ANKARA: A high-level Turkish delegation will visit Damascus on Monday to discuss bilateral ties and the implementation of a deal for integrating the Kurdish-led Syrian Democratic Forces (SDF) into ​Syria’s state apparatus, a Turkish Foreign Ministry source said.
The visit by Turkiye’s foreign and defense ministers and its intelligence chief comes amid efforts by Syrian, Kurdish and US officials to show some progress with the deal. But Ankara accuses the SDF of stalling ahead of a year-end deadline.
Turkiye views the US-backed SDF, which controls swathes ‌of northeastern Syria, as ‌a terrorist organization and has ‌warned of ⁠military ​action ‌if the group does not honor the agreement.
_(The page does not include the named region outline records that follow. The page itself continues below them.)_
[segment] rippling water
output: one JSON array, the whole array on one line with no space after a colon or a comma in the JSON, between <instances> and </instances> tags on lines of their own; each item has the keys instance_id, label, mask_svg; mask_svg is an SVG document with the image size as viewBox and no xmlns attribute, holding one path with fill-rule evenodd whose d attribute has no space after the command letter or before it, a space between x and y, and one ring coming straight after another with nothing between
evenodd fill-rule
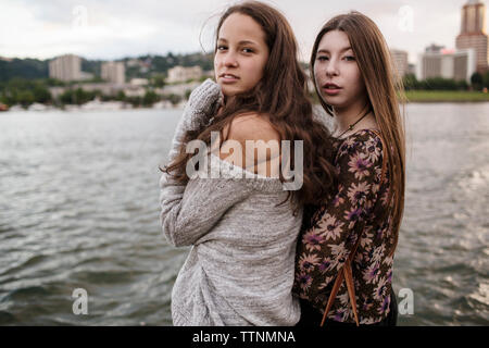
<instances>
[{"instance_id":1,"label":"rippling water","mask_svg":"<svg viewBox=\"0 0 489 348\"><path fill-rule=\"evenodd\" d=\"M489 103L406 112L393 284L413 290L414 314L399 324L488 325ZM0 325L172 324L188 249L161 233L158 164L179 115L0 113Z\"/></svg>"}]
</instances>

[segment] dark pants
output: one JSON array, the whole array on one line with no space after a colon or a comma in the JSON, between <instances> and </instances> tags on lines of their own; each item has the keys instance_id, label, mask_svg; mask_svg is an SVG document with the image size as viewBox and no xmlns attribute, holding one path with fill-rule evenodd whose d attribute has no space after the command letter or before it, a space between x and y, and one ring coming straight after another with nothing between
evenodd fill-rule
<instances>
[{"instance_id":1,"label":"dark pants","mask_svg":"<svg viewBox=\"0 0 489 348\"><path fill-rule=\"evenodd\" d=\"M398 301L396 299L396 294L393 290L390 293L390 311L386 319L383 321L369 324L369 325L362 325L360 326L396 326L398 323ZM296 326L319 326L321 321L323 320L323 314L315 308L313 308L308 301L300 300L301 302L301 320L299 323L297 323ZM324 327L337 327L337 326L356 326L355 323L342 323L337 322L330 319L326 319Z\"/></svg>"}]
</instances>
Last week Foreign Minister Hakan Fidan said Ankara hoped to avoid resorting to military action against the SDF but that its patience was running out.
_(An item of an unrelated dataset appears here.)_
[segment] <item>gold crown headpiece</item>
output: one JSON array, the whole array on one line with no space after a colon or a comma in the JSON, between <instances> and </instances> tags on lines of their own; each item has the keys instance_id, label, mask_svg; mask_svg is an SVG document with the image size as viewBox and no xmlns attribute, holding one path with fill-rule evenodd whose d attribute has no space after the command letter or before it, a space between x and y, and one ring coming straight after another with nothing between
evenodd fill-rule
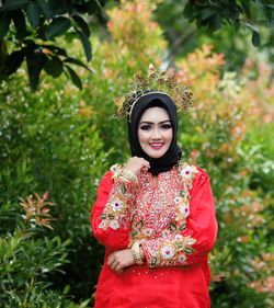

The Foreign Ministry source said Fidan, Defense Minister Yasar Guler and the head of Turkiye’s MIT intelligence agency, Ibrahim Kalin, ⁠would attend the talks in Damascus, a year after the fall of ‌former President Bashar Assad.

TURKEY SAYS ITS ‍NATIONAL SECURITY IS AT ‍STAKE
The source said the integration deal “closely concerned Turkiye’s national ‍security priorities” and the delegation would discuss its implementation. Turkiye has said integration must ensure that the SDF’s chain of command is broken.
Sources have previously told Reuters that Damascus sent a proposal to ​the SDF expressing openness to reorganizing the group’s roughly 50,000 fighters into three main divisions and smaller ⁠brigades as long as it cedes some chains of command and opens its territory to other Syrian army units.
Turkiye sees the SDF as an extension of the outlawed Kurdistan Workers Party (PKK) militant group and says it too must disarm and dissolve itself, in line with a disarmament process now underway between the Turkish state and the PKK.
Ankara has conducted cross-border military operations against the SDF in the past. It accuses the group of wanting to circumvent the integration deal ‌and says this poses a threat to both Turkiye and the unity of Syria.